Nor will the Suez Canal be an abandoned waterway after our own cut at Panama is completed. It will, indeed, be not surprising to see the Suez Canal tonnage increase, for trade breeds trade, and the Panama Canal will be a stimulant as well as a competitor. To all of British India and Southern China the distance from Liverpool via Suez is less than via Panama, and to Melbourne, Sidney and other Australian ports the saving in distance via Panama is less than 2000 miles. The Suez Canal, it is to be remembered, is owned by Great Britain and a very slight concession in rates will be all that is needed to keep British merchant vessels to their long accustomed routes. We have had a harder task in digging our Canal than the French had at Suez, but we need cherish no delusive idea that we are going to put the earlier waterway out of business.

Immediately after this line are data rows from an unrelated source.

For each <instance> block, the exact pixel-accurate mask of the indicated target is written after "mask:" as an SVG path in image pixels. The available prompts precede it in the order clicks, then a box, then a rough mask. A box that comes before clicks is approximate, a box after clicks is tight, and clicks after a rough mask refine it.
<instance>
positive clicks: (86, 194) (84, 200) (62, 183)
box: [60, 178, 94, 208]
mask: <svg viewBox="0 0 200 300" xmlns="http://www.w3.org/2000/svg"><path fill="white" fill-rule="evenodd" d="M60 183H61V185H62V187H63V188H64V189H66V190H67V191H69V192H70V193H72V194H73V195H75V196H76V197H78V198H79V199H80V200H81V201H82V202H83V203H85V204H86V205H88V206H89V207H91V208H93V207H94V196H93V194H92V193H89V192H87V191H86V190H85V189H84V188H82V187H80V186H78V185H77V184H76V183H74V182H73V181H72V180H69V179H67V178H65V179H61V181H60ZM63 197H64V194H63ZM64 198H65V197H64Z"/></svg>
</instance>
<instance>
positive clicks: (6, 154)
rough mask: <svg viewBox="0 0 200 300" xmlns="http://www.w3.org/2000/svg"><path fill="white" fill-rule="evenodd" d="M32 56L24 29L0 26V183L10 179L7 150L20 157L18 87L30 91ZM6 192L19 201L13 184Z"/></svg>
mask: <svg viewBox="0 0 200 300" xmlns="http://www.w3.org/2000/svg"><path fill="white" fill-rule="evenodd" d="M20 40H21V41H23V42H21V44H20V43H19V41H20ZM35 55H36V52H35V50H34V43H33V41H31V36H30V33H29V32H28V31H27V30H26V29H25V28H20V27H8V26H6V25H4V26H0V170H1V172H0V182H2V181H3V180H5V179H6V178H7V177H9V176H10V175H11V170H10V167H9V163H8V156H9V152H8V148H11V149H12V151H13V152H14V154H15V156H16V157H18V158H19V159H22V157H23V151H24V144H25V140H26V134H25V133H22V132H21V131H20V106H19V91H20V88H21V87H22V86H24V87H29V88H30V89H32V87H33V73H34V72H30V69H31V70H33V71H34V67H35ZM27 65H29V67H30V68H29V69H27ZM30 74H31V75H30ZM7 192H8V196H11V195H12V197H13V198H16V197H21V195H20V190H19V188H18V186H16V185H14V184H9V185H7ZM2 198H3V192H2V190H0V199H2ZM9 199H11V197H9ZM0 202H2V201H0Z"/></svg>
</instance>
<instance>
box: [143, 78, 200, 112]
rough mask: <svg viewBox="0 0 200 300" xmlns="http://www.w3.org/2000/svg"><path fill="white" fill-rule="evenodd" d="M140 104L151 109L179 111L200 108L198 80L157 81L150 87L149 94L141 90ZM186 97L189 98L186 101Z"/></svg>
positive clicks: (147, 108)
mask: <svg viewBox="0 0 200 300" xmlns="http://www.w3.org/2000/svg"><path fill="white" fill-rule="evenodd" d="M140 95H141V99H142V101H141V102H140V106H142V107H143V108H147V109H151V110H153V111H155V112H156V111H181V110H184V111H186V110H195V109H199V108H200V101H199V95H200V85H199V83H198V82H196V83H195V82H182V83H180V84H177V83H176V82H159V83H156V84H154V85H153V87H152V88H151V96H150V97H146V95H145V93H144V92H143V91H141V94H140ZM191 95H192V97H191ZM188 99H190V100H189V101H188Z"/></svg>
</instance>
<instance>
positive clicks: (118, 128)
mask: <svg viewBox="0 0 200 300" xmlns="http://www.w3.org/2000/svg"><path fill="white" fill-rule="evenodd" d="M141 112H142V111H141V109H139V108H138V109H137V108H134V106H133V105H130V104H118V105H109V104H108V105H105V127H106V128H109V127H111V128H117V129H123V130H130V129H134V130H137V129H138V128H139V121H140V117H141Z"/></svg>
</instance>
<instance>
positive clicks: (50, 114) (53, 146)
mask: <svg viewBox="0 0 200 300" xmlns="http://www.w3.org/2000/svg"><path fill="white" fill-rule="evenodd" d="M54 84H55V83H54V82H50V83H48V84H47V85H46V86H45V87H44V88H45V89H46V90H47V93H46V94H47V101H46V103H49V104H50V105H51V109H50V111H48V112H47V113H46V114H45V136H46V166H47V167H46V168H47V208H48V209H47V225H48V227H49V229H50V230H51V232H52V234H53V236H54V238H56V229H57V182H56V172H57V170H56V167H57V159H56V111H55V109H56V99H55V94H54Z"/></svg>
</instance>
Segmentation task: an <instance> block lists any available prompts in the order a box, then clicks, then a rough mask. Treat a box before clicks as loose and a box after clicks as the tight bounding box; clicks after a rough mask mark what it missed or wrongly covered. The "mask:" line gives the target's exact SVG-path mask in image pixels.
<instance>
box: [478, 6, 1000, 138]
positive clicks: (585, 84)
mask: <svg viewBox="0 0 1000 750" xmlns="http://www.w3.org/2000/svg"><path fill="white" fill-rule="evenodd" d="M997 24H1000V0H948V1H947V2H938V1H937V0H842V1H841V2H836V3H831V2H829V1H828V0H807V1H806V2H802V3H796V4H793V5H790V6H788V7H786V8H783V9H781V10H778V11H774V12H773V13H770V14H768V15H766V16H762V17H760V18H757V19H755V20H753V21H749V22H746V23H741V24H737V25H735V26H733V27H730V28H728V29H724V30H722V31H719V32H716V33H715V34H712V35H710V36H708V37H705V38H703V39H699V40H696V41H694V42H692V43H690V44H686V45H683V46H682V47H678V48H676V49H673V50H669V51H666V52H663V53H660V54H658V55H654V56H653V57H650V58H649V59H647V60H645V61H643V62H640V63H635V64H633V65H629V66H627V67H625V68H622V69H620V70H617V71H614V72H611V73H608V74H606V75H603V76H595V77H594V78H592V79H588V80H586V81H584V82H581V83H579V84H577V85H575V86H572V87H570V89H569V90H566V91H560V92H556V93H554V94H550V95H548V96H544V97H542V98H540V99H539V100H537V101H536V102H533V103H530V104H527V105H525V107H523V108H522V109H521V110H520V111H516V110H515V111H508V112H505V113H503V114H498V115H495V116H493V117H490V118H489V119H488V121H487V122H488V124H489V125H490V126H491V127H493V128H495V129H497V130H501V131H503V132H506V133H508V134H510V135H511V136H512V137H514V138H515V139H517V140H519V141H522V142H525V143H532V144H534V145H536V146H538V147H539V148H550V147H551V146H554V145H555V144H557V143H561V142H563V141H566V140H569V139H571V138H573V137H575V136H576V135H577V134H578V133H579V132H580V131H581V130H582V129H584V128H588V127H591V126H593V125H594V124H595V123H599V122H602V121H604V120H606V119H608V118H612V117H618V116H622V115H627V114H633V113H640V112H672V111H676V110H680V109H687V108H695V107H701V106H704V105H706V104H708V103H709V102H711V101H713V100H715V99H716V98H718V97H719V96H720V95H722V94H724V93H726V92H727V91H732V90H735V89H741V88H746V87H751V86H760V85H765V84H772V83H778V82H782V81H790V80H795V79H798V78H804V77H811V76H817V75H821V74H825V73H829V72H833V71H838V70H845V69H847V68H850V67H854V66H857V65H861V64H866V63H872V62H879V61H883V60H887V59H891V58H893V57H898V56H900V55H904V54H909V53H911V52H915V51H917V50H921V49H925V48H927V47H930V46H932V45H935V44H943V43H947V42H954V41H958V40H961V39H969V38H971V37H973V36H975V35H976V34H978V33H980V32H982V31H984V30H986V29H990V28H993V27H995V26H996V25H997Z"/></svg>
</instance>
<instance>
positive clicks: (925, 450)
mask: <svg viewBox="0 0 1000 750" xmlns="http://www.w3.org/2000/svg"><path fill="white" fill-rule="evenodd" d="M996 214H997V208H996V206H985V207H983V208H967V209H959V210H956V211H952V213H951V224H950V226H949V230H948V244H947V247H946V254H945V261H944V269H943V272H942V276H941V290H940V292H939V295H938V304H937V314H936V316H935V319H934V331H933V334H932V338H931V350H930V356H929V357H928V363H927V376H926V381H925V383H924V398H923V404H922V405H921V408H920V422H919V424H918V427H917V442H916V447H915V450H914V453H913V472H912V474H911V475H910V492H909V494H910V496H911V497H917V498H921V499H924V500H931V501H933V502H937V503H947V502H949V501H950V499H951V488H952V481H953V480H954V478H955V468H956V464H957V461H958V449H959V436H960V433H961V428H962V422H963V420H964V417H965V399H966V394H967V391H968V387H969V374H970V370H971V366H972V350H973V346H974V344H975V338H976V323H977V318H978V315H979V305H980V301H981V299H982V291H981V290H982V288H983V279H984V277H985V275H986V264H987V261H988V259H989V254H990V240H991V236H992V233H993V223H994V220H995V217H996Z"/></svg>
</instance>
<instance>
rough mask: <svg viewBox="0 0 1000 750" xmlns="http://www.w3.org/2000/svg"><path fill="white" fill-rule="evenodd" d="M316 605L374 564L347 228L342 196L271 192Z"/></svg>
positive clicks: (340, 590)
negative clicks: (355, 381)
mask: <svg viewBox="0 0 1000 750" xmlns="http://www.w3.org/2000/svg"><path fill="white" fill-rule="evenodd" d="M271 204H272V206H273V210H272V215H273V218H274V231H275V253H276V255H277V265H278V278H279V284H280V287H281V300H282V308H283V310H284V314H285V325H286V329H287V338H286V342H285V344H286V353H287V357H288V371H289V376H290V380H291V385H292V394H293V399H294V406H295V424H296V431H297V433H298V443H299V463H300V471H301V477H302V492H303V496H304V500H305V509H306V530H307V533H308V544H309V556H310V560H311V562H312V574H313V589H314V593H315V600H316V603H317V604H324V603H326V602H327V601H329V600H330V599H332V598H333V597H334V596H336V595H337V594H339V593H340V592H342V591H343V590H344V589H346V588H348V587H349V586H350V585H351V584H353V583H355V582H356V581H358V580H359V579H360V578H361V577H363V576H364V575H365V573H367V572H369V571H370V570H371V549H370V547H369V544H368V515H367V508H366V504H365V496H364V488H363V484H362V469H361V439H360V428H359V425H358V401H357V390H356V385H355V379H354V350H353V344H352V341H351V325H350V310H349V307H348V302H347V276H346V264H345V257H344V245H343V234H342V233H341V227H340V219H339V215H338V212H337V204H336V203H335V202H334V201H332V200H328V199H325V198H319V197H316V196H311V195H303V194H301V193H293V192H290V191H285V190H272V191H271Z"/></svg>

PART OF THE COMPLETED CANAL

The really great material advantage which the United States is to derive from this monumental national undertaking will come from the all-water connection between our own Atlantic and Pacific coasts. A ship going from New York to San Francisco via the Straits of Magellan traverses 14,000 miles of sea—some of it the very most turbulent of all King Neptune’s tossing domain. By Panama the same ship will have but 5000 miles to cover. The amazing thing is that ships are going around the Horn, or at least through the Straits, but the high rates on transcontinental railroads make even that protracted voyage profitable. What the Canal will do to transcontinental rates is a matter that is giving some railroad managers deep concern. It was in fact a consideration which led to prolonged and obstinate opposition to the building of any canal at all. Water carriage between the two coasts has long been a bogey to the railroad managers. When coastwise steamships on the Atlantic and Pacific with the Panama Railroad for a connecting link offered some competition, the five transcontinental railways pooled together and, securing control of the Pacific Mail Steamship line operating between San Francisco and Panama, used it to cripple all competition. For a time there was danger that the methods then employed might be adopted to destroy the usefulness of the Panama Canal, and it was to guard against this that Congress adopted the law denying the use of the Canal to vessels owned by railroad companies.

HIS MORNING TUB

At the time of its passage this law created much discussion. The reason for it was widely misunderstood. Its first effect was the canceling of several orders for ships placed by railroad companies with shipbuilders in anticipation of the Canal’s opening, and the public naturally cried out against a measure which seemed to interpose an obstacle to the reappearance of the American flag on the high seas. But the law was bred of bitter experience. In bygone days it was discovered that both time and money could be saved on shipments from California to New York or other Atlantic seaports by sending them to Panama by water, across the Isthmus by rail, and then by water from Colon to their destination. This route grew in favor until the transcontinental railroads intervened to check its further development. Getting control of the Pacific Mail line of steamers from San Francisco to Panama, they first put their rates so low as to drive all competing ships from the route. Of course they lost money, but the loss was apportioned among the companies forming the pool, and when the competing concerns had been ruined or driven out of business, the rates were put up again and the losses that had been incurred were speedily recouped. Once the complete monopoly on the Pacific had been secured, every effort was made to discourage shipments by that route. The ships passed Los Angeles, the greatest fruit port in the country, without a call, but touched at innumerable little mud villages in Central America so as to make the time of through shipments intolerable. They often sailed with half a cargo—refusing to take freight that lay at their docks on the plea that all their cargo space was disposed of. It was—to the railroads who afterward gathered up the rejected freight and shipped it east over their own lines at prices to suit themselves.